American Cancer Society reports 65% drop in cervical cancer since HPV vaccine
The American Cancer Society (ACS) has released its annual report on cancer facts and trends. The findings trumpet a victory over cervical cancer — and sound a call-to-arms for fighting prostate cancer.
Cancer mortality has fallen 33% since 1991. That’s a reduction of around 3.8 million deaths.
But perhaps the report’s most encouraging finding was a reported 65% drop in cervical cancer rates among 20- to 24-year-old women from 2012-2019.
“There’s really astounding, important news showing that the efforts that our children went through over the last 20 years or so to go through vaccinations have actually saved lives,” said ACS’s chief science officer, Dr. William Dahut.
Cervical cancer numbers have fallen since the screening boom of the 1970s, but at a shallower rate of around 20%-30% over a decade. This steepening shift could offer new hope for preventing other HPV- and infection-related cancers.
“We know of Merkel cell cancers; we have hepatitis and others,” said Dahut. “There's real potential for impact in saving lives.”
Research links HPV (human papillomavirus) to genital cancers, anal cancers and cancers of the oral cavity, throat and tongue. Lead author Rebecca Siegel is the senior scientific director of surveillance research at ACS. She says she has seen case rates and deaths for such cancers rise among both men and women.
“What we'll be looking for is to see a downturn in those trends in the future,” she said.
In less encouraging news, following a two-decade decline, prostate cancer grew 3% per year from 2014-2019. Worse, the increase mainly involved advanced-stage cases, which are hard to treat and often incurable.
“When we do see the shift to diagnosis of more advanced disease, it gives us a concern about what the subsequent years will look like for mortality rates,” said ACS CEO Karen Knudsen. “This is why it's so important for us to act now.”
The report also finds that the impacts of prostate cancer vary along geographic and racial lines. The disease occurs 70% more in Black men than White men and kills around two to four times as many Black men as men in every other racial and ethnic group.
In response to these alarming trends, ACS is launching IMPACT (Improving Mortality from Prostate Cancer Together), an initiative to fund new cancer research and improve screening and prevention.
That’s important, because catching cancer before it leaves the prostate can make a huge difference in prognosis. Knudsen said people diagnosed with localized prostate cancer can hope for five-year survival rates upwards of 99%.
Moreover, she said, the field of prostate cancer detection and diagnosis has advanced in the past three decades and offers options that are more personal and nuanced, including improved imaging.
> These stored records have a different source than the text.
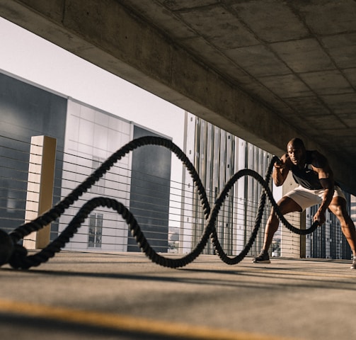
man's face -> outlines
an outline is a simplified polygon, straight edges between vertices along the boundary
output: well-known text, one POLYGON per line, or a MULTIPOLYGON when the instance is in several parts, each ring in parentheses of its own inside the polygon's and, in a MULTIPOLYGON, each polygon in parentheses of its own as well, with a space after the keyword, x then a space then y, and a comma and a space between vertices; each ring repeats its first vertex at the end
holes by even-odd
POLYGON ((303 164, 305 152, 302 147, 298 145, 294 145, 293 144, 289 144, 287 147, 287 151, 292 163, 294 165, 303 164))

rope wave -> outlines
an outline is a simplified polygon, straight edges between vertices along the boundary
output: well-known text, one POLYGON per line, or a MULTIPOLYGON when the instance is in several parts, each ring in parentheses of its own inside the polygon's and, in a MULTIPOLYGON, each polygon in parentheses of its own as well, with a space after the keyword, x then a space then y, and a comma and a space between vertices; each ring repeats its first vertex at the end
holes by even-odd
POLYGON ((113 209, 118 214, 121 215, 129 226, 130 232, 135 238, 139 248, 149 259, 156 264, 169 268, 185 266, 193 262, 202 252, 209 238, 212 240, 216 253, 222 261, 229 265, 237 264, 247 255, 255 242, 258 229, 261 224, 266 198, 268 198, 271 203, 275 212, 278 216, 282 223, 292 232, 299 234, 310 234, 313 232, 318 225, 318 222, 315 222, 309 229, 300 230, 290 225, 281 214, 268 186, 272 171, 273 169, 273 164, 277 159, 278 158, 277 157, 274 157, 272 159, 264 178, 257 172, 251 169, 245 169, 236 172, 226 183, 212 209, 207 200, 205 188, 202 183, 195 168, 186 154, 177 145, 169 140, 154 136, 146 136, 133 140, 113 154, 91 176, 79 184, 67 197, 56 204, 52 209, 33 221, 20 225, 8 234, 0 230, 0 266, 8 263, 14 268, 28 269, 33 266, 40 266, 41 264, 47 261, 50 259, 54 257, 56 253, 59 252, 61 249, 65 246, 66 244, 73 237, 89 214, 98 207, 105 207, 113 209), (19 241, 31 232, 40 230, 44 226, 59 217, 70 205, 78 200, 91 186, 98 181, 104 174, 109 171, 115 163, 121 159, 130 152, 144 145, 157 145, 170 149, 187 168, 197 188, 206 222, 202 237, 195 248, 193 249, 191 252, 179 259, 167 258, 157 254, 150 246, 144 233, 141 230, 137 221, 134 218, 134 216, 130 210, 117 200, 105 197, 96 197, 86 202, 79 209, 78 212, 64 230, 62 232, 59 236, 40 252, 34 255, 28 256, 27 249, 18 244, 19 241), (258 181, 262 186, 263 191, 260 198, 258 213, 255 220, 255 226, 248 243, 240 254, 234 257, 229 257, 224 252, 219 242, 217 230, 215 228, 215 222, 229 191, 239 178, 246 176, 252 176, 258 181))

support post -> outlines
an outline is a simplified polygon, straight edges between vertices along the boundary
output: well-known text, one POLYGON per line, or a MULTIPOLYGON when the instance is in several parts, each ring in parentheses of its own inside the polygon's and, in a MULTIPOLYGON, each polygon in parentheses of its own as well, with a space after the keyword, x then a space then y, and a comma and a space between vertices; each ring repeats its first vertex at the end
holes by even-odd
MULTIPOLYGON (((53 201, 57 140, 47 136, 31 138, 27 186, 25 222, 31 221, 50 209, 53 201)), ((29 249, 43 249, 50 239, 50 224, 23 239, 29 249)))

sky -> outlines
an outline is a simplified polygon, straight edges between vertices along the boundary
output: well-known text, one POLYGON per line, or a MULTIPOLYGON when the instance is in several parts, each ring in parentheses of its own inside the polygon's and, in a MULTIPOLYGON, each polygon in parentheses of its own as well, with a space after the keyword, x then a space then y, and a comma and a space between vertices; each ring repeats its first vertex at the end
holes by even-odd
POLYGON ((184 110, 0 17, 0 71, 173 138, 184 110))
MULTIPOLYGON (((0 72, 160 132, 183 149, 184 110, 0 17, 0 72)), ((121 145, 117 146, 117 149, 121 145)), ((172 154, 171 214, 183 166, 172 154)), ((178 227, 170 217, 170 227, 178 227)))

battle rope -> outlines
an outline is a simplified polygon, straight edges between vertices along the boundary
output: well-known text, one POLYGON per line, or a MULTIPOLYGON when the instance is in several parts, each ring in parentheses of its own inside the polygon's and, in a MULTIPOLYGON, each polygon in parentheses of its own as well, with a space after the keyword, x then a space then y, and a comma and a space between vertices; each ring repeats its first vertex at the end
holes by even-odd
POLYGON ((268 198, 275 212, 281 222, 292 232, 299 234, 310 234, 313 232, 318 225, 318 223, 316 222, 310 228, 300 230, 290 225, 280 212, 268 186, 273 164, 277 159, 278 158, 276 157, 272 159, 265 178, 257 172, 250 169, 243 169, 236 172, 226 183, 225 187, 217 198, 212 210, 207 200, 205 189, 198 174, 185 154, 184 154, 178 147, 171 140, 159 137, 146 136, 133 140, 113 154, 111 157, 104 162, 101 166, 83 183, 79 184, 71 191, 71 193, 56 204, 52 209, 33 221, 19 226, 8 234, 0 230, 0 266, 8 263, 13 268, 28 269, 32 266, 39 266, 46 262, 65 246, 66 244, 69 242, 70 239, 77 232, 78 229, 88 217, 89 214, 98 207, 111 208, 121 215, 128 225, 132 236, 135 238, 142 251, 144 252, 153 262, 160 266, 170 268, 178 268, 191 263, 202 253, 209 237, 211 237, 215 251, 220 259, 227 264, 236 264, 247 255, 252 244, 255 242, 261 223, 265 205, 266 196, 268 198), (116 200, 105 197, 96 197, 86 202, 79 209, 64 230, 63 230, 60 235, 52 241, 47 247, 34 255, 28 256, 27 249, 18 244, 20 240, 31 232, 40 230, 45 225, 59 217, 71 205, 78 200, 81 195, 86 193, 93 184, 98 181, 115 163, 121 159, 121 158, 130 152, 144 145, 158 145, 169 149, 187 168, 197 188, 199 198, 202 205, 206 223, 200 241, 190 253, 180 259, 166 258, 157 254, 149 244, 137 221, 127 208, 116 200), (251 233, 251 236, 242 251, 236 256, 231 258, 225 254, 219 242, 215 228, 215 222, 229 191, 239 178, 246 176, 252 176, 258 181, 262 186, 263 191, 260 196, 258 214, 255 220, 255 227, 251 233))

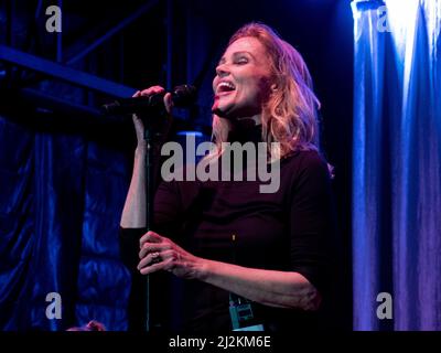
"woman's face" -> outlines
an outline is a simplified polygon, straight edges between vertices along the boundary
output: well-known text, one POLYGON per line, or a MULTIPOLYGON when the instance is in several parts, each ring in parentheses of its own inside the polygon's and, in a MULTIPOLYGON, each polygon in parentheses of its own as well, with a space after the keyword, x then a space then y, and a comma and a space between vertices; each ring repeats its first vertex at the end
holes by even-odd
POLYGON ((265 46, 255 38, 233 42, 216 67, 212 111, 237 119, 261 114, 270 94, 271 69, 265 46))

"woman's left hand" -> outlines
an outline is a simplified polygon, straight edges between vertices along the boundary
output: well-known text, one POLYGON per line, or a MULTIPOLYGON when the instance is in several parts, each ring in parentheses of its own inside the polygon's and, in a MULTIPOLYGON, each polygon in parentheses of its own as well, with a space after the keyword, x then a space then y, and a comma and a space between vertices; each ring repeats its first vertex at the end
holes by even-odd
POLYGON ((141 260, 138 270, 142 275, 166 270, 181 278, 201 278, 204 259, 185 252, 169 238, 149 231, 139 242, 141 260))

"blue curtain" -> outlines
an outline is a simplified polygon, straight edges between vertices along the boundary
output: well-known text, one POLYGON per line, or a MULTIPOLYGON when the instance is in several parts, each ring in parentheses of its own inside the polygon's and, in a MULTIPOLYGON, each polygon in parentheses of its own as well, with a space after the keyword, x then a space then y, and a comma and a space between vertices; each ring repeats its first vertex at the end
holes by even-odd
POLYGON ((130 277, 118 223, 127 158, 79 133, 33 126, 0 117, 0 330, 89 320, 126 330, 130 277), (51 292, 61 296, 60 319, 46 315, 51 292))
POLYGON ((378 2, 352 3, 354 329, 441 330, 441 1, 378 2))

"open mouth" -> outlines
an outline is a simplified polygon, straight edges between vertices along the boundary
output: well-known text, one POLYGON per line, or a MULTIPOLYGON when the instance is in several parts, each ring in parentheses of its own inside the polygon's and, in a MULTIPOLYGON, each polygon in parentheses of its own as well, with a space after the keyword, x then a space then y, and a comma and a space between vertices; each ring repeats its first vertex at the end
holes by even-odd
POLYGON ((217 85, 216 95, 228 94, 236 89, 236 86, 230 82, 220 82, 217 85))

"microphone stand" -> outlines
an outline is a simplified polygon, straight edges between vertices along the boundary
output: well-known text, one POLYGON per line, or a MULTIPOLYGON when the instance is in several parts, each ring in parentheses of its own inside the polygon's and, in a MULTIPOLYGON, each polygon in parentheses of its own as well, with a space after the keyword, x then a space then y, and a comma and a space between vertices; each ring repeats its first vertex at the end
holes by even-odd
MULTIPOLYGON (((153 138, 152 138, 152 129, 150 124, 148 122, 150 119, 143 119, 144 126, 144 142, 147 147, 146 156, 144 156, 144 165, 146 165, 146 226, 148 231, 152 228, 153 222, 153 138)), ((150 275, 146 276, 146 318, 144 325, 146 331, 151 331, 151 321, 150 321, 150 275)))
MULTIPOLYGON (((154 190, 155 190, 155 163, 154 163, 154 151, 155 151, 155 138, 161 138, 161 141, 166 138, 170 127, 172 125, 171 116, 160 109, 148 110, 147 115, 140 115, 142 124, 144 126, 144 143, 147 147, 144 156, 144 175, 146 175, 146 227, 147 231, 153 228, 153 201, 154 201, 154 190), (152 119, 151 117, 154 117, 152 119), (168 119, 170 118, 170 120, 168 119), (164 127, 165 126, 165 127, 164 127), (163 130, 162 130, 163 129, 163 130)), ((161 143, 159 141, 159 143, 161 143)), ((160 156, 158 157, 160 159, 160 156)), ((144 276, 144 330, 147 332, 151 331, 159 324, 154 325, 151 319, 150 303, 151 303, 151 275, 144 276)))

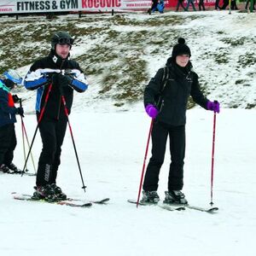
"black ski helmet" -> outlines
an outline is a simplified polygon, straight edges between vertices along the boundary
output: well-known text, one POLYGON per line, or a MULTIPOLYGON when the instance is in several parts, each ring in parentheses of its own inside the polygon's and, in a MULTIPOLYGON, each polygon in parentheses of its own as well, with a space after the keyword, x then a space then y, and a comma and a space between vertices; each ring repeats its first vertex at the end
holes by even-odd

“This is not the 1990s, where a rising PSA would trigger potentially premature strategies for prostate removal,” said Knudsen. “We have moved so far beyond that as a field.”
A PSA, or prostate-specific antigen (PSA) test, is a blood test that screens for prostate cancer by looking for abnormally high levels of a certain protein. Shifts in guidelines regarding PSA tests have contributed to confusion and mistrust of the procedure.
In 2012, the U.S. Preventive Services Task Force (USPSTF) recommended against its use on the grounds that its potential harms outweighed its benefits. In April 2017, due in part to a rise in later-stage prostate cancer cases, the agency reversed that guidance and recommended men 55-69 years old undergo periodic PSA screening, but take into account individual risks, benefits and uncertainties before deciding on a treatment plan.
Just when ACS will release its new cancer standards remains unclear. Dahut said he hopes to be “fairly far along” by year’s end, but such a collaborative scientific process resists strict timelines.
He added that updates will come more frequently in future.
“These will be living documents,” he said. “We're not going to wait 10 years to update our documents on screening guidelines if new information is available.”
Arizona’s prostate and cervical cancer rates have trended downward over the past two decades, but available data is too old to capture some of the changes described in the report. Cancer rates in the state vary significantly from county to county.